Latrophilin 2 controls vascular morphogenesis and function by inhibiting endothelial cell adhesion and YAP/TAZ mechanosignaling

Dynamic modulation of endothelial cell (EC) adhesion to extracellular matrix (ECM) in response to mechanostimuli is essential for blood vessel patterning and functioning. Yet, the molecular mechanisms involved in this biological process are far to be completely deciphered. Here, we identify the adhesion G protein-coupled receptor (ADGR) Latrophilin 2 (LPHN2) as a novel determinant of vascular morphogenesis and endothelial barrier function.
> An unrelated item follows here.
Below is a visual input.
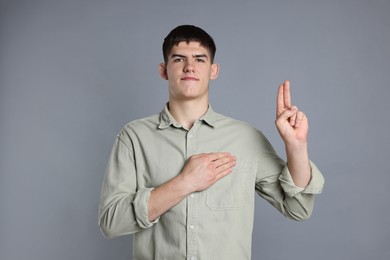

In cultured ECs, endogenous LPHN2 localizes at ECM adhesions, signals through cAMP/Rap1, and, via its fibronectin-leucine-rich transmembrane (FLRT)-binding domain, negatively regulates ECM-elicited haptotaxis. ECs also express endogenous FLRT2 ligand that promotes cAMP/Rap1 signaling and hinders haptotaxis in a LPHN2-dependent manner. Vascular ECs of lphn2a knock-out zebrafish embryos become abnormally stretched, display a hyperactive Hippo mechanosensing pathway, and lack proper intercellular junctions. Indeed, intravascularly injected cancer cells extravasate more easily in lphn2a null animals. Thus, LPHN2 ligands, such as FLRT2, may be therapeutically exploited to interfere with cancer metastatic dissemination.